Ausblick 2018: Christoph Kranzler, Geschäftsführer der TIM AG

Die COMPUTERWELT hat 32 heimische Geschäftsführer um ihre Einschätzung zum Geschäftsjahr 2018 gebeten. [...]

Christoph Kranzler ist Geschäftsführer der TIM AG.

Was war Ihr spannendstes Kundenprojekt 2017?
Eine große österreichische Technolgieschmiede hat sich von der traditionellen 3-tier Infrastruktur verabschiedet und sich für eine Software Defined Hyper-Converged-Infrastruktur entschieden. Da war nicht nur die Entscheidungsfindung über welchen HCI-Anbieter spannend sondern auch die wechselseitigen technischen und kaufmännischenVergleiche zur traditionellen Infrastruktur. Nicht nur innerbetrieblich eine spannende Diskussion, sondern auch eine Herausforderung für die Systemhäuser, die hinter den unterschiedlichen Lösungen gestanden sind, weil diese neuen, modernen Technologien nicht mit traditionellen Maßstäben messbar und vergleichbar sind.

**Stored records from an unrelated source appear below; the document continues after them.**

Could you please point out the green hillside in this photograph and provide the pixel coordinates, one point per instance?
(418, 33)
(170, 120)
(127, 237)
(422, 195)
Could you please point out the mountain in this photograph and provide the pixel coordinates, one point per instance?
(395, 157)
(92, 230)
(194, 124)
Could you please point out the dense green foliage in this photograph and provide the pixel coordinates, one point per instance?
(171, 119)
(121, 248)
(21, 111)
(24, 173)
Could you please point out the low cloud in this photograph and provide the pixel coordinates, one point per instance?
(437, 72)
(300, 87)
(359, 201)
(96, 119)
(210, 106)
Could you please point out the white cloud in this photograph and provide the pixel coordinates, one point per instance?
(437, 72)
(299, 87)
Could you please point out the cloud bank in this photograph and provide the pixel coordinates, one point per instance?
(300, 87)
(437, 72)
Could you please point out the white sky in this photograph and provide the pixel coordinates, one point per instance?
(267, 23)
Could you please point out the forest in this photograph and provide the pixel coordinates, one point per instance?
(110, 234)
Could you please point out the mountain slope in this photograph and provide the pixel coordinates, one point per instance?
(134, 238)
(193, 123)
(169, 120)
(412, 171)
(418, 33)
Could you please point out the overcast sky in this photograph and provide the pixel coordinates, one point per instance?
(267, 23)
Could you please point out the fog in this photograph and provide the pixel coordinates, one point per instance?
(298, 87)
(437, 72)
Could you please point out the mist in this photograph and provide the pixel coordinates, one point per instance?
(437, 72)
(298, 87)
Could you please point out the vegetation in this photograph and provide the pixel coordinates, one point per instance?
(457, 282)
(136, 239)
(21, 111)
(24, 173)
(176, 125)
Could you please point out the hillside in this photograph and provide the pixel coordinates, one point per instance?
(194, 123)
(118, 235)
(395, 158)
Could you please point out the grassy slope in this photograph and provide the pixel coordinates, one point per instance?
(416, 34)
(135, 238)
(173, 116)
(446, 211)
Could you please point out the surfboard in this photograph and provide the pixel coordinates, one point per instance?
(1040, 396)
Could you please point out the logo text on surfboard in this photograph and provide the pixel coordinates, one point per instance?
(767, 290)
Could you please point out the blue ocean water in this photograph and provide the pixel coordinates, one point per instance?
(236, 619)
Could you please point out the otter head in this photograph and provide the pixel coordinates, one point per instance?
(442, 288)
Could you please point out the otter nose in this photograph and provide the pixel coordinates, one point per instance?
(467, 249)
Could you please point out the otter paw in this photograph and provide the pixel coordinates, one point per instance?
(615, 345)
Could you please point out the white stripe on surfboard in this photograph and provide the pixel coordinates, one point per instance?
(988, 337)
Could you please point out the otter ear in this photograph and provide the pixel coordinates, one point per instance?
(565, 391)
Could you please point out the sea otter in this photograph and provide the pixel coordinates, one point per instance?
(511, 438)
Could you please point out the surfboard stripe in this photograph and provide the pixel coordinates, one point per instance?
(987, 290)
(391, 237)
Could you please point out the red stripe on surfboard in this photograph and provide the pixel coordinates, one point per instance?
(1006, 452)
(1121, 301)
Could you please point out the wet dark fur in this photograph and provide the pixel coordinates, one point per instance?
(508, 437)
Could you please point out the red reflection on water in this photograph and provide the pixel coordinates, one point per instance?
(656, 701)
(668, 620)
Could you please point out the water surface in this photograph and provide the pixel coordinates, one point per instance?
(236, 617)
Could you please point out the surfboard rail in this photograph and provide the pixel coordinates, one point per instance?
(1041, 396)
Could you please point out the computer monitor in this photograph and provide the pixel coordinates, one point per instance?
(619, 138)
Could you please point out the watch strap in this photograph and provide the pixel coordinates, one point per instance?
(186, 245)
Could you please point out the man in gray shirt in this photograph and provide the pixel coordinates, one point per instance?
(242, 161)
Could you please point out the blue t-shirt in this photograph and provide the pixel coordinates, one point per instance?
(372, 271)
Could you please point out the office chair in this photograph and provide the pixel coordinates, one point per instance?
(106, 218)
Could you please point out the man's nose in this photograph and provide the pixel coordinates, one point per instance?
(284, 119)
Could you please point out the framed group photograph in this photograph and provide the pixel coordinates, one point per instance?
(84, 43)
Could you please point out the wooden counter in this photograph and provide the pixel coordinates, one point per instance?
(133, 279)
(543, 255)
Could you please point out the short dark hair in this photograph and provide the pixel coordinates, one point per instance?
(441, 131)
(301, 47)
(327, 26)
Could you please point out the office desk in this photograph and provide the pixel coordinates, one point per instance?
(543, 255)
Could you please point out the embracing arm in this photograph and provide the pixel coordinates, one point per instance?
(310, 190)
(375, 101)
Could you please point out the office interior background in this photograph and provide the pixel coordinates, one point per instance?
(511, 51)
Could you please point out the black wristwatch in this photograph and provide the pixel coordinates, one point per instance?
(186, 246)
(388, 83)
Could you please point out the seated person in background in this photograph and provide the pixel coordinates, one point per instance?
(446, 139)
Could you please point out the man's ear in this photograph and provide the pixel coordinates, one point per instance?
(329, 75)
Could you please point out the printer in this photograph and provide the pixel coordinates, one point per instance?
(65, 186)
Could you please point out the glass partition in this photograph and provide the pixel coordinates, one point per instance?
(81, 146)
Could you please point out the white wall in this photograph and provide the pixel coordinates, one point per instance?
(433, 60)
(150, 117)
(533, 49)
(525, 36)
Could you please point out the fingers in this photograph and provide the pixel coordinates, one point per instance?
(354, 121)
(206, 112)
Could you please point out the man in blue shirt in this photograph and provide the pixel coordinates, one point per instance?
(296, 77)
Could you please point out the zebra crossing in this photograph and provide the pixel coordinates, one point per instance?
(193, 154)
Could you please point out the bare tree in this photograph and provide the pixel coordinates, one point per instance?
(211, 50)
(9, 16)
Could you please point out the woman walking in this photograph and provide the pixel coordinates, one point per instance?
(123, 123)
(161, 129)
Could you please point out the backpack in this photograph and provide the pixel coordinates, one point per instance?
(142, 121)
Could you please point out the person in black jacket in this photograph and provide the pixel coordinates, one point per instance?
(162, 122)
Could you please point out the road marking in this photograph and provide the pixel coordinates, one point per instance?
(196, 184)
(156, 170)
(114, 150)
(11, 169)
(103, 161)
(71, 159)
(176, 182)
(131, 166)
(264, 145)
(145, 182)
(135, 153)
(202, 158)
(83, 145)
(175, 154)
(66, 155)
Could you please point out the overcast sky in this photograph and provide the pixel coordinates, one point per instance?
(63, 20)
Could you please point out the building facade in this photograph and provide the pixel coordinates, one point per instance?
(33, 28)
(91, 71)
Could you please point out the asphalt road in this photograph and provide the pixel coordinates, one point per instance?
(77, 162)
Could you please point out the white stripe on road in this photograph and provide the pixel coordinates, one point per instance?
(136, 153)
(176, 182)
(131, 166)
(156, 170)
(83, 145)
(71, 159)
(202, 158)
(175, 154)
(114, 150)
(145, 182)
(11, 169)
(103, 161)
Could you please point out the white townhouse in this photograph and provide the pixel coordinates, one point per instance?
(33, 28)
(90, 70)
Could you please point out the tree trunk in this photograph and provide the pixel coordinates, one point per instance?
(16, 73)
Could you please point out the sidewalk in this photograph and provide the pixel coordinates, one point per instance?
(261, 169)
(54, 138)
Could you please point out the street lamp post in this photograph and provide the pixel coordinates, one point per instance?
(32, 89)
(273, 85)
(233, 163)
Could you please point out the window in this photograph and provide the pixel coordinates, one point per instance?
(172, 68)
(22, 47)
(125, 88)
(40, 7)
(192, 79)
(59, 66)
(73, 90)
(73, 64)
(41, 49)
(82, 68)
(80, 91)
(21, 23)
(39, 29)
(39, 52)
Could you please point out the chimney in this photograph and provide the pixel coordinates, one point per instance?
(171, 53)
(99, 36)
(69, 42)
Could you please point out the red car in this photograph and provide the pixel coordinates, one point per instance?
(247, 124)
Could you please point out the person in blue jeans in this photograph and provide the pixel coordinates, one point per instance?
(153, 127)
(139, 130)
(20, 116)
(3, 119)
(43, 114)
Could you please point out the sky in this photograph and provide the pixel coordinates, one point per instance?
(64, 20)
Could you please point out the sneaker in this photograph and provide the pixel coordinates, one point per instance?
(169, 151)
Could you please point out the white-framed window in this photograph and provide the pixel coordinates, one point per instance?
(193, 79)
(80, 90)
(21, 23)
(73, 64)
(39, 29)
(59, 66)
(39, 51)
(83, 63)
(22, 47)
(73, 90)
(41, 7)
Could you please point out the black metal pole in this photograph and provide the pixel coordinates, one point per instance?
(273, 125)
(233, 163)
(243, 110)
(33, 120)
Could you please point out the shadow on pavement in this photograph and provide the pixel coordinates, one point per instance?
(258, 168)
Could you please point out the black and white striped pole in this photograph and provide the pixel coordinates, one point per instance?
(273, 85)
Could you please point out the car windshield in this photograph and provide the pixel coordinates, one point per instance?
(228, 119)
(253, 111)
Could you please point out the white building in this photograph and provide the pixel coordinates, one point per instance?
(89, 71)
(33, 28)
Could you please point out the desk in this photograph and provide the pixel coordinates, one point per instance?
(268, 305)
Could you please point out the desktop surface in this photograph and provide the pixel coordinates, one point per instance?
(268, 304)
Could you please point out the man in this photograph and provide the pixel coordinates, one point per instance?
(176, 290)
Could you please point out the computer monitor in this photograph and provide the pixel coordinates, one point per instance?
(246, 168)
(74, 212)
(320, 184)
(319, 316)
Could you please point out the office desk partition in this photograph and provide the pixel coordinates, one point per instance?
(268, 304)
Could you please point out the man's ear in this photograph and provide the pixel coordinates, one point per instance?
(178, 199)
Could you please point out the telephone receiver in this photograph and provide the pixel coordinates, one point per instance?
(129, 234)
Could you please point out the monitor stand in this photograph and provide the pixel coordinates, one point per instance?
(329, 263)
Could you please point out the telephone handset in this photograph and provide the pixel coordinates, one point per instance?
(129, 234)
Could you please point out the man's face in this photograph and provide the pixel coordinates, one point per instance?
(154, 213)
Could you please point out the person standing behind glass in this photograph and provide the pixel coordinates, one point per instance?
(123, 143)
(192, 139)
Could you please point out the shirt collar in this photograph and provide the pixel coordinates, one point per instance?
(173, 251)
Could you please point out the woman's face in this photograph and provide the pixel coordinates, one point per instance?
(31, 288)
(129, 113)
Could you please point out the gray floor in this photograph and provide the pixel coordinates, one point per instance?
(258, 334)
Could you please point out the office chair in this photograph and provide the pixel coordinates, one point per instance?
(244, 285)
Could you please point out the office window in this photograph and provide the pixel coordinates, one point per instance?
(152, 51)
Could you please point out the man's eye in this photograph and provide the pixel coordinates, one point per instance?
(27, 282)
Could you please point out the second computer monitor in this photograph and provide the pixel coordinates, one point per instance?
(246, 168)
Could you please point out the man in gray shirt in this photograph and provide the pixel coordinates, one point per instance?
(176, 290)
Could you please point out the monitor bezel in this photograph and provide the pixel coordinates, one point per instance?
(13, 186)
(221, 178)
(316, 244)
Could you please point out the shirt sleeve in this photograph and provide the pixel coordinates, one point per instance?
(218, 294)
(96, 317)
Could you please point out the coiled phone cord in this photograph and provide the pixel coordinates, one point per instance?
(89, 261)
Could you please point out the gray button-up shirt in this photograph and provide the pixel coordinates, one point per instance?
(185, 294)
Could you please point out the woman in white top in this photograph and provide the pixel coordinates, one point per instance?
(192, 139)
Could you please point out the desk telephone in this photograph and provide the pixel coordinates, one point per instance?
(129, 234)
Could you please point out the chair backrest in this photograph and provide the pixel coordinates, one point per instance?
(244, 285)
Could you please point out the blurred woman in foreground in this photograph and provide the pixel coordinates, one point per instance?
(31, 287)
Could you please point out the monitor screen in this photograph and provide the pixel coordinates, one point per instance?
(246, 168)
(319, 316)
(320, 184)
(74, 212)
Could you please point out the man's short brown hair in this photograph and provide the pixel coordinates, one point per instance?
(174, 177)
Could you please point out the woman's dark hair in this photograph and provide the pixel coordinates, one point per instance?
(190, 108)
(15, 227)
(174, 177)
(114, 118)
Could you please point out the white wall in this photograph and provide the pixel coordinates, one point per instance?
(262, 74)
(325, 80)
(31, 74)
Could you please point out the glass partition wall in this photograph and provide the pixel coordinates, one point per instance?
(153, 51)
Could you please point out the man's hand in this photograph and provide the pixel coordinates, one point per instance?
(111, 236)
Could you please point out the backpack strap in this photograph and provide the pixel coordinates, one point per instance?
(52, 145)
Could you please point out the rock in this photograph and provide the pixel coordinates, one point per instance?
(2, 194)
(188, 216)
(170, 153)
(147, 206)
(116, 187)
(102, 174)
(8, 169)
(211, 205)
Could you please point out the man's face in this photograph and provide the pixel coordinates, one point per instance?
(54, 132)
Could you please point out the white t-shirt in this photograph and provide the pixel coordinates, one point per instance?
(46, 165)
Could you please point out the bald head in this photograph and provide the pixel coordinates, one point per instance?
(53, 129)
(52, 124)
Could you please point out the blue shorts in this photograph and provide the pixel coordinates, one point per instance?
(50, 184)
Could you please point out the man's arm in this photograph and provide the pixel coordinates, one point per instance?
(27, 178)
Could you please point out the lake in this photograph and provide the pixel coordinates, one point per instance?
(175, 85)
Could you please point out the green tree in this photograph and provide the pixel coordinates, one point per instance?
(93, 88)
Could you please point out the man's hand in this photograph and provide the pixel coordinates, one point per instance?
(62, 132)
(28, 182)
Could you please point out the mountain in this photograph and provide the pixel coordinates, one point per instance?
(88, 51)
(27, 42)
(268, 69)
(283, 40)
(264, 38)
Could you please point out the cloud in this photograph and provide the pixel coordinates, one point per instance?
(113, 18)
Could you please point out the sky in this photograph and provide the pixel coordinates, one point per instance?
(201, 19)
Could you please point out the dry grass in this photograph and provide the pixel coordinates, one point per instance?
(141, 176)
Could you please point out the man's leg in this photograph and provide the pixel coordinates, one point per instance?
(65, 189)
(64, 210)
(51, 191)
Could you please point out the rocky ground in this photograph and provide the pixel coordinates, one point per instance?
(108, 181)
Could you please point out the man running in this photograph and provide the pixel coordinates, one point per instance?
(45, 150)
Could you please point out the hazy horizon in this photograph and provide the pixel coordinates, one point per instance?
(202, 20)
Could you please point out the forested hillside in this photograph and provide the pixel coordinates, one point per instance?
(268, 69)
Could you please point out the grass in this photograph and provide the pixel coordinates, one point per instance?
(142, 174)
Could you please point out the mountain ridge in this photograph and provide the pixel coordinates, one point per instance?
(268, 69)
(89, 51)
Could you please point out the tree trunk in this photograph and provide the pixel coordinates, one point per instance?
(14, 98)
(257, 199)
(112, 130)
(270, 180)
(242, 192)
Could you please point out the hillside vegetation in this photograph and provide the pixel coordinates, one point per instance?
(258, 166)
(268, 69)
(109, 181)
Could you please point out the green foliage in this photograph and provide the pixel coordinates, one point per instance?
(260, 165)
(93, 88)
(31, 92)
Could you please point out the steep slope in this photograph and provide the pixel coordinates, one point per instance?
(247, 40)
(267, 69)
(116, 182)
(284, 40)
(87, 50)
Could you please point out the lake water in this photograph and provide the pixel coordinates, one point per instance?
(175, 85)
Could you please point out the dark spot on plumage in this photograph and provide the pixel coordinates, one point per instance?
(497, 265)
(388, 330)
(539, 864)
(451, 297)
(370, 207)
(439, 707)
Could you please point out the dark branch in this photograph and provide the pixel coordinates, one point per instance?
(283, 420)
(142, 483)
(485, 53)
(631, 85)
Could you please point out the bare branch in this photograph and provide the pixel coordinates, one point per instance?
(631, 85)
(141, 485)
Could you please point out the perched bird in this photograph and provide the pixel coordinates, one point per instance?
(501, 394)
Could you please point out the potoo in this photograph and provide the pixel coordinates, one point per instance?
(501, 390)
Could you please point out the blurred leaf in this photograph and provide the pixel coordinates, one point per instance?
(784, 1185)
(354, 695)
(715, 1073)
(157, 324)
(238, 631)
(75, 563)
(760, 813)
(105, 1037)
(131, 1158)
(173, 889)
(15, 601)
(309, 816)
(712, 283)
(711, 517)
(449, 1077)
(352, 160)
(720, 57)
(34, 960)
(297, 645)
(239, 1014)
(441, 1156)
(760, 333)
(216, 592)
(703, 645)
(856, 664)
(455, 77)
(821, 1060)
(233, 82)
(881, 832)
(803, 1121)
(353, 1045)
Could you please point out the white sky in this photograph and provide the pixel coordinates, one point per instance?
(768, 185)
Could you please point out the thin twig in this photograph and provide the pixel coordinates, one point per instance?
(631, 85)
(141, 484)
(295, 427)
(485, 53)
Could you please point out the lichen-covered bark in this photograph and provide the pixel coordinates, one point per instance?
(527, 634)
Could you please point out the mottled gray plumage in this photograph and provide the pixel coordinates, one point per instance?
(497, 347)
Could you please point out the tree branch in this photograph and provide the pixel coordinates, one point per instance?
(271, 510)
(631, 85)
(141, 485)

Mit welchem Thema/welchen Themen sollten sich Anwender 2018 unbedingt beschäftigen und warum?
Unsere „Wettervorhersage für 2018 sieht zunehmende Bewölkung voraus“. Auch Gartner und IDC reporten bereits Marktrückgänge in den 3-Tier Datacenterlösungen zugunsten des Wachstums der software defined Datacenter und HCI-Infrastrukturen. Da alle namhaften Hersteller an diesem Thema nicht vorbeikommen und speziell den großen Cloudanbietern wie Amazon Web Services/AWS und Azure Paroli bieten müssen sind nun die Hybrid-Cloud Lösungen bzw. Cloud-Like On-Premise Architekturen mittlerweile so erwachsen geworden, dass Kunden diese wohlwollend evalieren. Heiss-debattierte Themen wie DSVGO und IoT sehen wir nicht so relevant für das IT-Marktwachstum 2018, aber auch hier ist Lösungsbedarf beim Kunden gefragt und bietet Spezialisten eine gute Chance.

Wie sind Ihre Erwartungen bezüglich des kommenden Jahres und wie begründen Sie Ihre Einschätzung?
Eine noch stärkere Konzentration Richtung Lösungsanbieter statt auf „Boxenschieber“. Stärkerer Fokus auf Player, die sich „Ihren“ Platz im Markt geschaffen haben mit möglichst hohen Skills und Kenntnissen und frühzeitig in Aus- und Weiterbildung investiert haben. Den Systemhaus-Kunden empfehlen wir, sich Ihre Partner genau anzusehen und deren Kompetenz „abzuklopfen“, heute ist schon fast jeder Eingriff in bestehende EDV oder IT-Neuanschaffungen ein „geschäftskritischer“ Vorgang, der enormen Schaden beim Kunden generieren kann. Empfehlungen einholen, mit Referenzkunden reden und nicht nur die technische Anschaffung selbst zu analysieren und auch nicht nach dem Billigstbieter-Prinzip zu entscheiden ist wichtiger denn je.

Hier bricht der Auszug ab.